Hitman: Extreme Edition
Video
The film is bland and not exactly mind blowing, but the DVD transfer is perhaps a little more interesting. It’s certainly nicer looking at any rate. Colours are particularly muted in this film, owing to its many dingy and gloomy set pieces, but the image remains sharp and noise levels are surprisingly minimal. Perhaps the filmmakers forgot to add the usual grain effect these sorts films love to employ. Black levels are particularly strong here, and given the material of the film, this only adds to the atmosphere the cinematographer has created. Overall Hitman looks pretty solid, my only gripe is a slightly higher than normal saturation level that can be observed in some of the outdoor shots. As intentional as this may have been, it doesn’t always look good.

Audio
The only soundtrack available on this disc is a standard Dolby Digital 5.1 option. It’s probably all you are ever going to find on a film like this, but it’s a good one. Action scenes make full use of the sub, producing a fine, low growl as guns and explosions play onscreen. Directional effects and the centre channel are also well used, offering a solid and thoroughly dynamic listening experience all around. This is a great Dolby track, and fans couldn’t ask for better.

Extras
The first thing I want to mention here, and it’s nothing especially important, is the DVD menu screen—it’s one of the dullest I’ve seen in months. Scratch that, years! There, I said it, I’ve shown how utterly vain I am. While I certainly won’t knock any points off the extras score for this, I can’t help but feel the DVD producer gave his menu designer all of five minutes to come up with this one. You’ll know what I mean when you fire it up. It looks like something you’d have found on a DVD from seven years ago.
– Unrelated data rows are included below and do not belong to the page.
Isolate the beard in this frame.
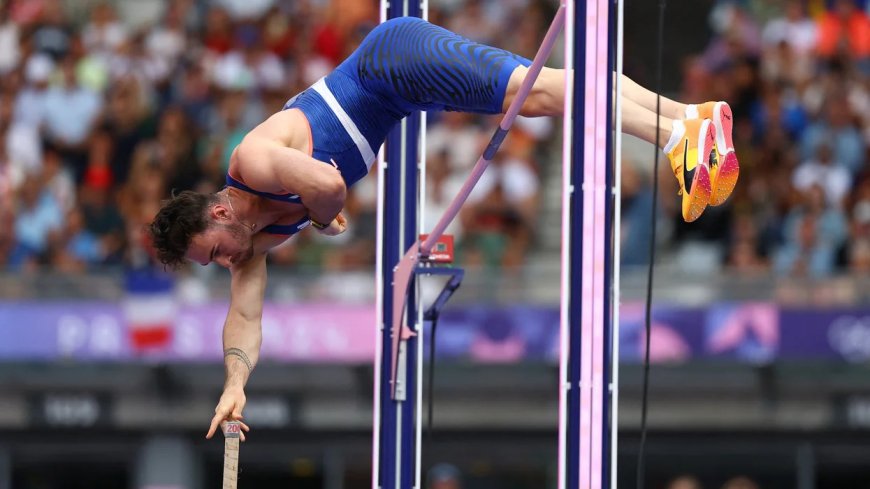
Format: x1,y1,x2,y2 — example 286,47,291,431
226,222,254,263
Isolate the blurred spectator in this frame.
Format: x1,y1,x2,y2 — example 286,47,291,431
41,148,77,212
0,93,42,177
722,477,761,489
101,76,154,185
818,0,870,65
31,0,73,61
665,475,704,489
43,52,103,182
51,209,104,272
426,464,462,489
81,3,130,59
145,1,187,74
9,175,63,268
0,2,21,76
775,186,847,278
762,0,817,56
726,214,770,276
801,95,866,175
620,157,653,266
202,5,233,55
793,142,852,208
79,169,125,263
14,54,54,128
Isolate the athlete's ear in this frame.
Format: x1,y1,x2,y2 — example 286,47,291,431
209,204,231,221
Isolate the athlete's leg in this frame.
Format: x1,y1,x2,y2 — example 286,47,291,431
502,66,565,117
502,66,686,127
502,66,673,148
620,75,686,119
622,97,674,148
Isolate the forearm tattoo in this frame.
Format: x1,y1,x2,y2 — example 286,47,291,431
224,348,254,373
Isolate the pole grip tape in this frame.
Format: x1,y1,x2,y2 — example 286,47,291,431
483,126,508,161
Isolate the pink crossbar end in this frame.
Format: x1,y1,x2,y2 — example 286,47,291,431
390,241,420,396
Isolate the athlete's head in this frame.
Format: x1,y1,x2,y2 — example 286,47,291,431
149,191,254,267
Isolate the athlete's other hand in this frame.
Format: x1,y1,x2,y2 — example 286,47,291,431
205,387,251,441
315,213,347,236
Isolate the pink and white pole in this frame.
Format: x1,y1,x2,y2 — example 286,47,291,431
558,0,620,489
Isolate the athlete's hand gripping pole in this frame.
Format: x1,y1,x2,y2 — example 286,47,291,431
390,4,565,398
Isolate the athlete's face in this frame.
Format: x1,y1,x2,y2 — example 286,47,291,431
187,206,254,268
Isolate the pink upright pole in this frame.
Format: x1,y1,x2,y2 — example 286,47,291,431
391,5,565,394
420,5,565,256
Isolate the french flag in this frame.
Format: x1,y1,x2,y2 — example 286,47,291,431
123,270,178,352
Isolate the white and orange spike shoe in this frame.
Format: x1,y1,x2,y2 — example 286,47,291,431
667,119,716,222
686,102,740,205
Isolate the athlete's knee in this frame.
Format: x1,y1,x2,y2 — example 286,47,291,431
504,67,565,117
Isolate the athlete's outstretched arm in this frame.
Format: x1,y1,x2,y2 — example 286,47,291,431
206,253,266,440
238,112,347,223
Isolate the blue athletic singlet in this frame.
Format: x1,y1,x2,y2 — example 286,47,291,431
227,17,531,235
284,17,531,187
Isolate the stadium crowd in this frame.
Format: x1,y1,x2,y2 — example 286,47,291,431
624,0,870,279
0,0,549,272
0,0,870,277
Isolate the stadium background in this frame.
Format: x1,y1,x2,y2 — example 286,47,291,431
0,0,870,489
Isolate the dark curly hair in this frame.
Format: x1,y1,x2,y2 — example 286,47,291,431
148,190,219,268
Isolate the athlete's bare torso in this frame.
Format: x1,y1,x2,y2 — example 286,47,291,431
226,109,322,254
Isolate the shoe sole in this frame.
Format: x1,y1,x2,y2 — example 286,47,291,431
683,121,716,222
710,102,740,206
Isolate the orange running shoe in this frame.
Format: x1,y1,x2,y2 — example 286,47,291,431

Anyway, now that little rant has concluded, let’s move on to the more interesting stuff. First of all, this is a single disc release, and it feels like one too. There’re four making of featurettes, entitled ‘In the Crosshairs’, ‘Digital Hits’, ‘Instruments of Destruction’ and ‘Setting the Score’. These are the run-of-the-mill features found on most generic DVDs that offer a shallow glimpse at the making of the film. To round out the disc there’s a gag reel and several deleted scenes, including an alternate ending. These features are worth watching once, but offer no real reason to come back for seconds unless you’re a die-hard fan of the film.

Hitman: Extreme Edition
Overall
Hitman is a standard videogame-to-movie adaptation that breaks no rules nor sets any new standards. Did we expect it to? No, but we’re still hanging on patiently for the one film that will. Hitman most certainly is not it. It might be a little more mature and well made than some video game adaptations of the past, but it still suffers from all the same problems and, in the general world of cinema, falls short of a worthy action flick.

The DVD itself boasts a pretty impressive image, as well as a solid Dolby Digital 5.1 soundtrack that will give your home cinema a decent workout. There is, however, not much content in the extras department. Overall, this disc is a so-so affair, but it should satisfy Hitman fans and those looking for a low profile action DVD.